I remember staying awake until 4 AM in high school talking to my best friend about an essay that we were both freaked out to write the next day in class. It was a weeknight, and for some reason, we had convinced our parents that a sleepover would be a good idea before our slow death on lined paper the next day. When she fell a chapter behind in math, I could always show her a few concepts she’d missed in class, and in a few hours we’d be on the same level again. And when we came across some long forgotten allusion in one of the books we had to read, we could both Google it and learn something new between classes.
But going back during winter break was different. We spent a few days talking about what we’d missed out on in each others’ lives, pictures and all, but at the same time, it was impossible to completely describe the things that the other person hadn’t been there to experience. And it occurred to me that as the choices I make render my life more specific, I will have a lot less in common with other people.
But then I thought of my dad. He’s an aerospace engineer, so for most of my life I just imagined him flying a spaceship around like he was playing some kind of video game in his office for eight hours a day. But I’ve never found him hard to communicate with, or thought that he didn’t understand me because he was too “specialized” to talk to a kid. Rather, my dad understands me because we have the same guiding principles and thought processes. Not because the specific facts we know are the same.

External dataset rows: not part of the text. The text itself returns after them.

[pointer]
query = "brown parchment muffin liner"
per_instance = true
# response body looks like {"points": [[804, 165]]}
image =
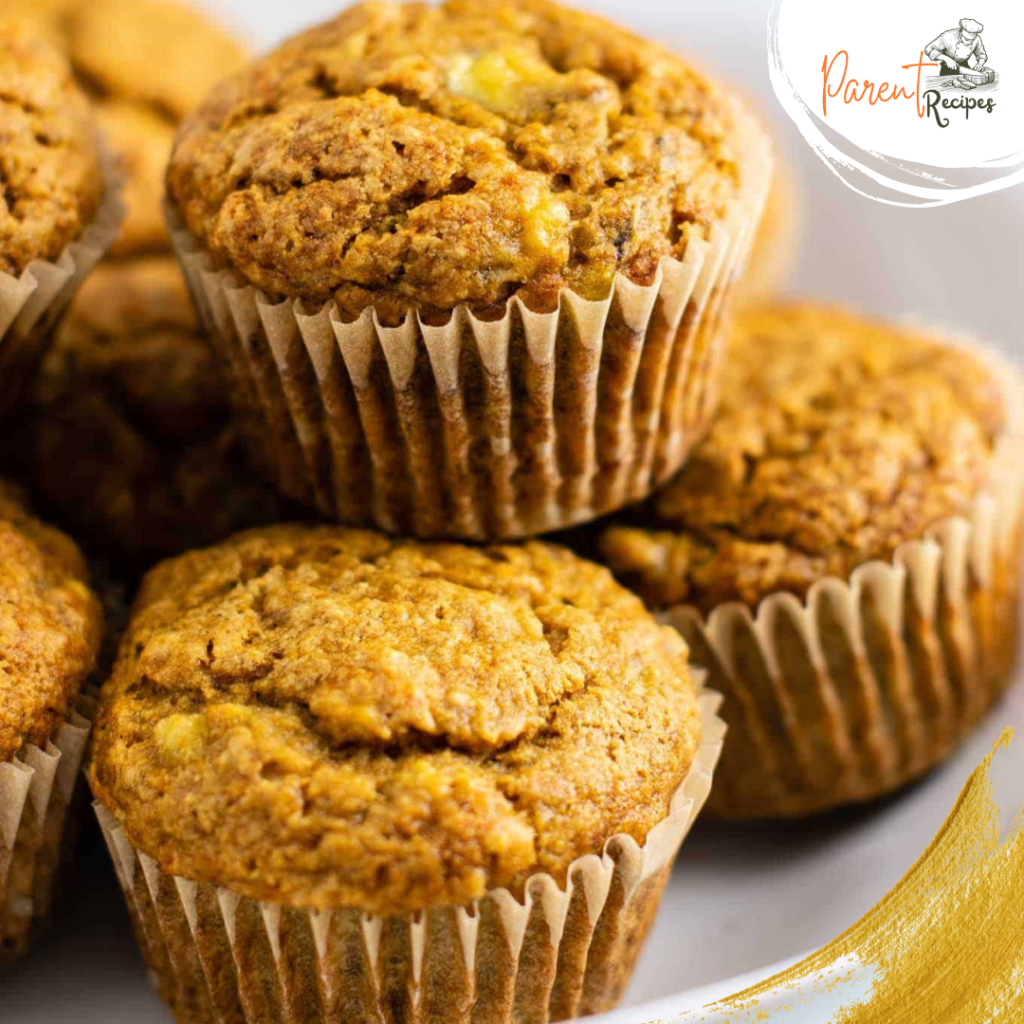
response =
{"points": [[36, 791], [870, 681], [32, 304], [482, 429], [563, 951]]}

And as I think about the big picture of what I’m learning in college, I’m less afraid to be too unique. While Intro to Computer Science was a class about memorizing Java syntax on one level, on a grander scale, it was about breaking problems down into smaller, manageable steps and tackling those. When I get involved with research, I will be learning about specific details of complicated problems, but in a more general sense, I will be learning how to ask good questions, and use the tools that are available to me in the most beneficial way. These are things that everyone will be able to relate to.
I think that it’s important to take a step back and realize that education isn’t about learning how to be the best memorization robot. It’s about learning how to relate to people through our differences, not just what we have in common.
And while embracing our sui generis perspectives isn’t always easy, its benefits make it well worth the effort. After all, computer science wouldn’t be what it is today if Charles Babbage hadn’t realized that his mechanical interests had mathematical implications. Furthermore, some of the most groundbreaking work today exists because people of different fields were able to come together despite their different training – just look at the strides we’ve made in medicine by incorporating technology, for instance.
So you don't have to see yourself as a computer scientist. Try seeing yourself as a human being whose knowledge is a unique set of tools. I’m certain that these tools are much more useful when they’re not restricted to the bubble of the Gates Dell Complex.